Having announced her campaign for mayor just two weeks ago, Wu says she and her team have spent their first few weeks visiting neighborhoods across the city, speaking to small business owners, parents and young people. "The challenges that Covid-19 has exposed and deepened across the city were already challenges at crisis level before this pandemic started," she says. 

If elected mayor, the mom of two young boys says she will focus on ensuring that every kid in Boston gets a great education and that the city uses its "resources to close the racial wealth gap." Currently, the city's population is 52.6% White, 25.3% Black, 19.7% Hispanic, 9.6% Asian and 0.3% American Indian, according to Census data. In 2017, data from the Federal Reserve of Boston found that Black residents in the city had a net worth of just $8, compared to White residents in the city having a net worth of $247,500. 
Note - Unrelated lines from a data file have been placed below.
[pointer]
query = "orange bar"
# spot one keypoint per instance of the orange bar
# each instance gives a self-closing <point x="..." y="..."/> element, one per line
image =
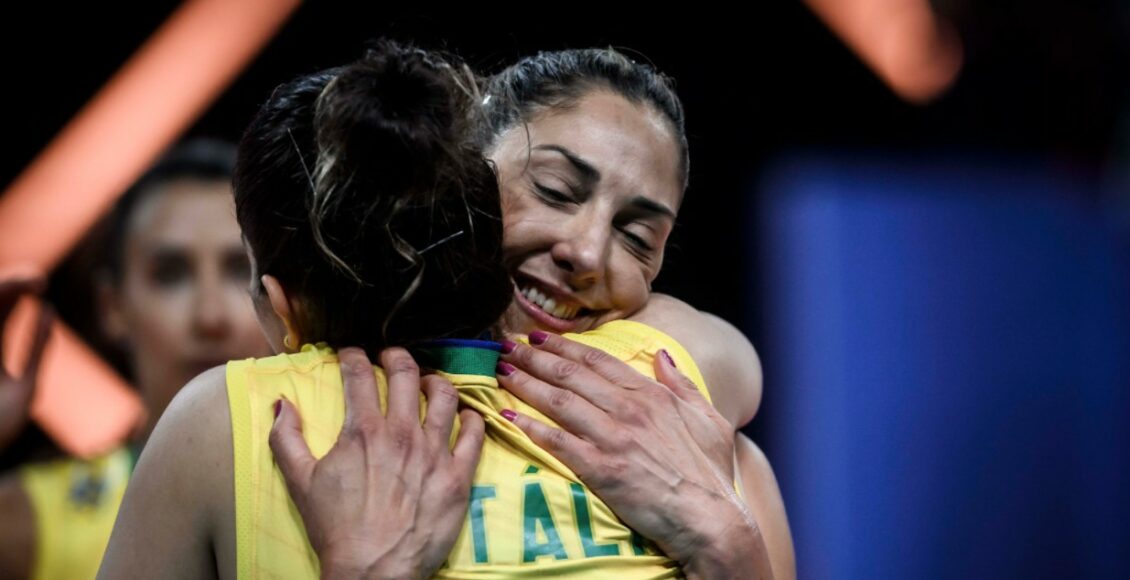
<point x="79" y="399"/>
<point x="156" y="95"/>
<point x="175" y="76"/>
<point x="915" y="53"/>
In addition to focusing on education and the racial wealth gap, Wu says if elected she also plans to focus on improving the city's public health-care system, its transportation system and residents' access to affordable housing. 

"One thing that I've been trying to point out is that in this moment of crisis, it's not only possible to re-imagine our systems and what kind of a city and community we could be, but it is absolutely necessary," she says. "And so when I think about the future that my boys will grow up to live in and all of their friends and their kids after them, it's on our shoulders right now in this moment to take every possible action we can to exercise bold, urgent leadership for them when we are in this incredibly important and transformational moment."